The plan is both a research project and a way to “alleviate conflicts” with domestic livestock, according to a memo to Game and Fish commissioners from the chief of the agency’s wildlife division. The matter is scheduled for consideration and potential approval by the commission Thursday at its Jackson meeting.

The goal of the research is to identify best practices for relocating depredating golden eagles and reduce conflicts, said Nate Bickford, a Colorado State University professor in Pueblo, Colorado, who proposed the project. With today’s tracking technology enabling researchers to fit devices on birds, the project could benefit both eagles and stock growers, he said.

“We can move these eagles and, with telemetry, actually track their movements after they are released,” Bickford said. Bickford and associates may identify the environments where relocated eagles stay and possibly figure out why. At the same time, the project could determine what factors influence eagles to take wing and return to lambing areas after being relocated, he said.

Something as simple as an abundance or scarcity of natural prey, such as rabbits, in any given year could be a factor in relocation success, research has suggested.

A dozen eagles could be relocated this year, and four more in 2022, Bickford said.

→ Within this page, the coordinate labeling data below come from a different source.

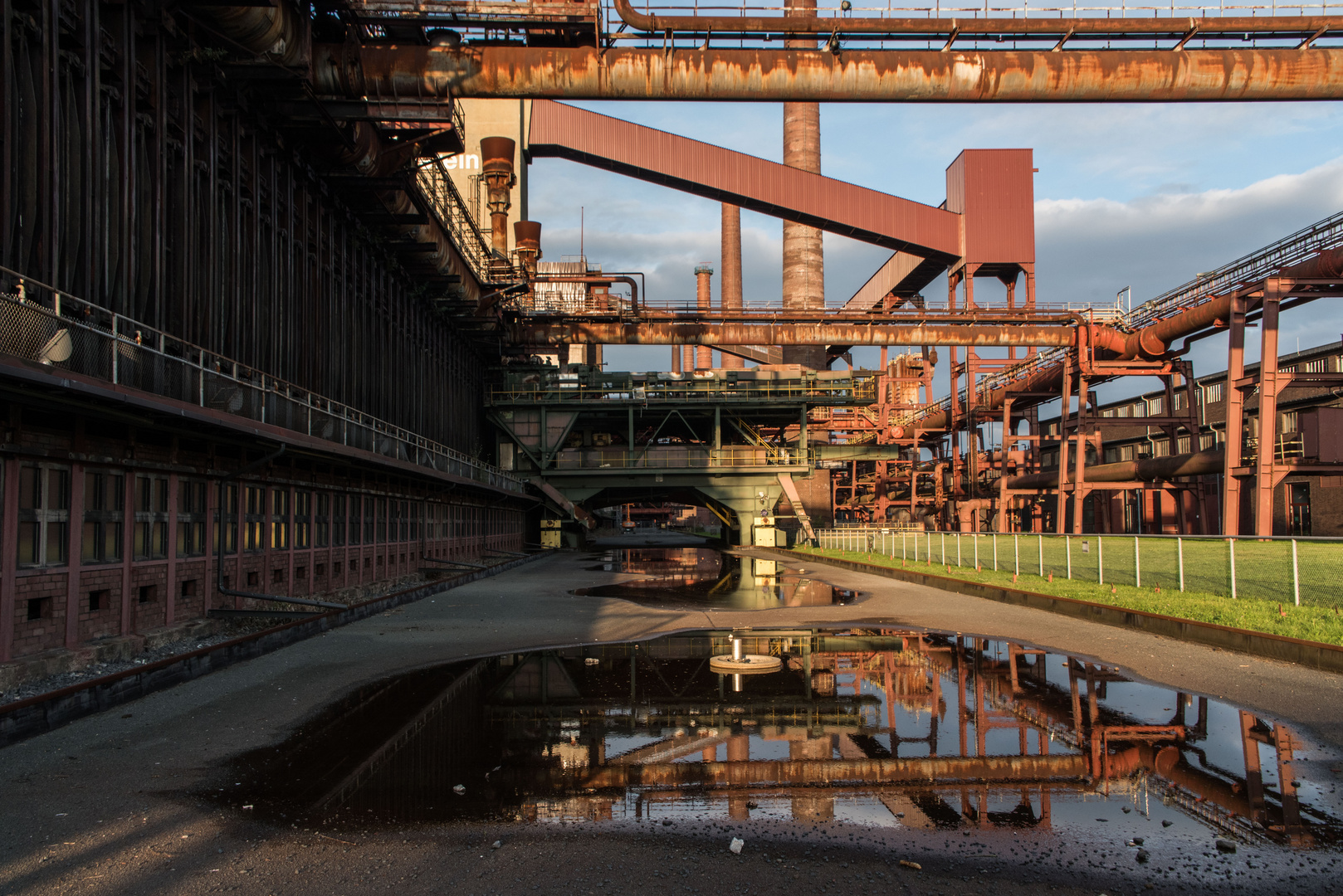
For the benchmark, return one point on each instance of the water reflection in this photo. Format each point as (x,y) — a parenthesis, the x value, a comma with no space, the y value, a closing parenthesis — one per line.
(704,578)
(881,726)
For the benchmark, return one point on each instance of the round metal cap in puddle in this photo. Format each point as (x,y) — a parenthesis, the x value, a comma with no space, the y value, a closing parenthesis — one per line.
(751,664)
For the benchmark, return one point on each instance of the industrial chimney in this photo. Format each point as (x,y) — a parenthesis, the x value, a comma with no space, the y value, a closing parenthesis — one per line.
(803,261)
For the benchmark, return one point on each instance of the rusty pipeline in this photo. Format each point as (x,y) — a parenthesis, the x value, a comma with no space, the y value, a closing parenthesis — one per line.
(889,27)
(695,334)
(1149,470)
(857,75)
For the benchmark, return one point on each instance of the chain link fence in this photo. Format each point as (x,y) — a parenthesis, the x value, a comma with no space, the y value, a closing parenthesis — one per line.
(1299,571)
(65,334)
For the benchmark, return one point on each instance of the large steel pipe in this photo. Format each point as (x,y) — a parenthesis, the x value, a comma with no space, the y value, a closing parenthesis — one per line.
(1072,26)
(692,334)
(858,75)
(1149,470)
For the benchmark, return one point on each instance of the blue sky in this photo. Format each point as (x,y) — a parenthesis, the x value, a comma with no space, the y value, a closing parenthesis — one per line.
(1142,195)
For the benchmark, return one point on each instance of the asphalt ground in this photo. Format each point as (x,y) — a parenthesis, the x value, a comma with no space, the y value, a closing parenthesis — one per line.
(109,804)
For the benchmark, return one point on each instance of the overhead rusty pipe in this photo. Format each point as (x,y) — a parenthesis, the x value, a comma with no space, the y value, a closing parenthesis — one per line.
(569,332)
(274,30)
(497,168)
(1169,26)
(854,75)
(1149,470)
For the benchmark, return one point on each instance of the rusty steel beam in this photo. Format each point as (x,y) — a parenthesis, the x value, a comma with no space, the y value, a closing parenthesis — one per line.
(763,772)
(857,75)
(990,26)
(692,334)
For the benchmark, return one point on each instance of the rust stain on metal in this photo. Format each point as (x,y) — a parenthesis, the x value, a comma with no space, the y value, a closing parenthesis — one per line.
(858,75)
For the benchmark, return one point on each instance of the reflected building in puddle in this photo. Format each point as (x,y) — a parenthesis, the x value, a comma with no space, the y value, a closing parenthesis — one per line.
(900,727)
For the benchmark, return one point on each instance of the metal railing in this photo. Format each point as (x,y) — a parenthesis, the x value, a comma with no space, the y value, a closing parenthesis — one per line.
(67,334)
(860,390)
(677,457)
(1301,571)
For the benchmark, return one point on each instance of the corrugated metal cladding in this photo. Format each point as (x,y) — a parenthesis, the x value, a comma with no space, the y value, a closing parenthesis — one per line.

Neither he nor the U.S. Fish and Wildlife Service could say by deadline how many eagles, if any, were moved last year.

Ranchers and their certified eagle trappers “would be doing some of that work regardless of our project,” Bickford said. The proposal appears to contemplate giving some birds to raptor handlers — falconers and austringers — with the result of those birds being removed from the wild population.

Researchers would move eagles up to 400 miles, Wildlife Division Chief Rick King’s memo to the Game and Fish Commission states. “Careful consideration is given to the release sites and researchers are evaluating several locations outside of Wyoming.”

Game and Fish will collaborate with the Wyoming Animal Damage Management Board, U.S. Department of Agriculture Wildlife Services, Wyoming Wool Growers Association, International Eagle Austringers Association, North American Falconers Association and Colorado State University, according to agency documents. The Wyoming Animal Damage Management Board funded the project, according to Bickford’s research application.

Bickford must share tracking information and possibly blood samples with the Game and Fish, according to a Wyoming research permit dated April 6 and signed by Scott Edberg, deputy chief of the agency’s wildlife division. Where the eagles will be trapped will depend on what ranches secure depredation permits from the federal government, Bickford’s application states.

Most likely the project will center on three ranches in the Green River region, three in the Powder River Basin and one in the Shirley Basin, the application states.

Research would take place for three years, according to a separate application for funding to the Wyoming Animal Damage Management Board. The undertaking would cost some $60,920 a year and employ non-lethal management methods, that application states.

Bickford will receive $45,000 a year from the ADM board, according to the organization’s website. The application in 2020 shows he was seeking $2,500 a year each from Wyoming Wool Growers Association and North American Falconers Association and $5,000 from the International Eagle Austringer Association.

CSU would make $5,920 a year in in-kind contributions, according to Bickford’s ADM grant application that was copied to Game and Fish. There is no indication of any funding from Game and Fish.

Golden eagles are adept at killing lambs and can inflict significant losses. Since lawmakers in 1962 amended the 1940 Bald Eagle Act to protect golden eagles, researchers and ranchers have tried various methods for protecting sheep without harming the raptors.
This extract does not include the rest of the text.